What the investor wants
The refinery investor would like to take their capital to a destination where it is going to gain significant value. Sadly, conditions in some countries have deterred investment in downstream industries. Instead, the following conditions are ideal for a refining business to thrive.
The investor wants the following assurances that the Government will offer investor confidence in the country and support the project:
- support the application of international market prices
- honour commitment to any subsidy payments (on time)

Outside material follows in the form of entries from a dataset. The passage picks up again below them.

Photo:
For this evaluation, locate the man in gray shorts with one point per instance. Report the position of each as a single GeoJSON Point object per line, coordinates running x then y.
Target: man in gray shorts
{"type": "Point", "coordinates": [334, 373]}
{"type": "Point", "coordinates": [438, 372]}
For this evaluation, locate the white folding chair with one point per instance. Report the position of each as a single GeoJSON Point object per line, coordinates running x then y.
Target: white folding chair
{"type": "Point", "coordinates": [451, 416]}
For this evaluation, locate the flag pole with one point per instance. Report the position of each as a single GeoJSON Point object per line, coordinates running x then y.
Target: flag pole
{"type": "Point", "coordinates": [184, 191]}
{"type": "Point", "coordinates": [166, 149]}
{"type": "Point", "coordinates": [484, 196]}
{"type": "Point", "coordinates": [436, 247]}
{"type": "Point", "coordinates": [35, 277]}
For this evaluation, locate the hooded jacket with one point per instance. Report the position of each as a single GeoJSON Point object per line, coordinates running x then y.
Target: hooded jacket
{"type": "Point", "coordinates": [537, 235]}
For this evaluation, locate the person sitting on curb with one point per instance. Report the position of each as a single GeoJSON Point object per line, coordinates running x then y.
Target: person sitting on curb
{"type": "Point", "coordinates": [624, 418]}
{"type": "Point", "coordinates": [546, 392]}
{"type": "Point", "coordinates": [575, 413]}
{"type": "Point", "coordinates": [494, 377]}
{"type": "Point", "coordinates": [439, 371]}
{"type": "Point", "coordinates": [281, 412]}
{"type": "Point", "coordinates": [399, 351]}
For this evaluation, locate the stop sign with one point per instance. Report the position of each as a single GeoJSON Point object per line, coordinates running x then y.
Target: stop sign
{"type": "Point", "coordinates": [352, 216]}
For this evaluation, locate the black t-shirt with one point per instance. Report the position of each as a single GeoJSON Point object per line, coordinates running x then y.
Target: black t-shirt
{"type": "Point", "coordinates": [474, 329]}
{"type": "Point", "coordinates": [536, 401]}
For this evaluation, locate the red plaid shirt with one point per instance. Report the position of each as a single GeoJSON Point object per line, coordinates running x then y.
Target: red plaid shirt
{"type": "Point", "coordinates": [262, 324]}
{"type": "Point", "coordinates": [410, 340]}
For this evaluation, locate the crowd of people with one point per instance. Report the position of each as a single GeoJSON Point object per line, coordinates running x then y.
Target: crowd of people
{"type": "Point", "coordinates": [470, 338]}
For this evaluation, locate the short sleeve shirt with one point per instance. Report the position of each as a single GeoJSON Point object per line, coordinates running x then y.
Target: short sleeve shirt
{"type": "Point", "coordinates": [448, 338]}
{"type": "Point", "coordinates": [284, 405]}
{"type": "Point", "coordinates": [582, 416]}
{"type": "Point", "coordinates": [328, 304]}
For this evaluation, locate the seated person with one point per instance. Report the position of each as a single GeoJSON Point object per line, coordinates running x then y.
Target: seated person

- create an “enabling” environment – playing by the rules with a clear fiscal and political vision beyond the lifetime of the current parliament.
- Viable domestic market
The refinery investor seeks an inland market and logistical infrastructure, limited lower value exports, regular domestic product purchasing, petrochemical integration and ‘molecule management’ capability (maximising value), and little product import competition, preferably alongside local crude of suitable quality for the refinery hardware.
- A predictable road map
A clear and certain-to-be-enforced government road map on fuel quality evolution (including fuel quality for shipping) is essential to gain banker support. More to the point, the following factors are essential for investment:
- The assurance that, preferably, international market prices (import price parity) will always apply;
- A robust view on the likely evolution of refining margins over the next 10-20 years and the demand expectations for each product in their target markets; and
- A forecast on the evolution of crude price differentials and lifetime of crude oil fields (if local crude).
Ray of hope
What can be considered as a positive development is the likelihood that the massive Dangote Refinery Project in Nigeria is going ahead. Once complete and fully operational, the world scale plant will be a ‘game-changer’ in West African product supply. Algeria and Egypt are also other countries where state oil companies have announced large refinery projects which seem to be moving ahead.
As there are more discussions on the benefits of a refinery system, for strategic reasons, over product imports, final decisions should be made prudently. This is because refining is a capital-intensive industry in a marketplace with volatile margins. It requires a high level of commercial and financial discipline from its shareholders and management to succeed and to gain the support of the world’s financiers.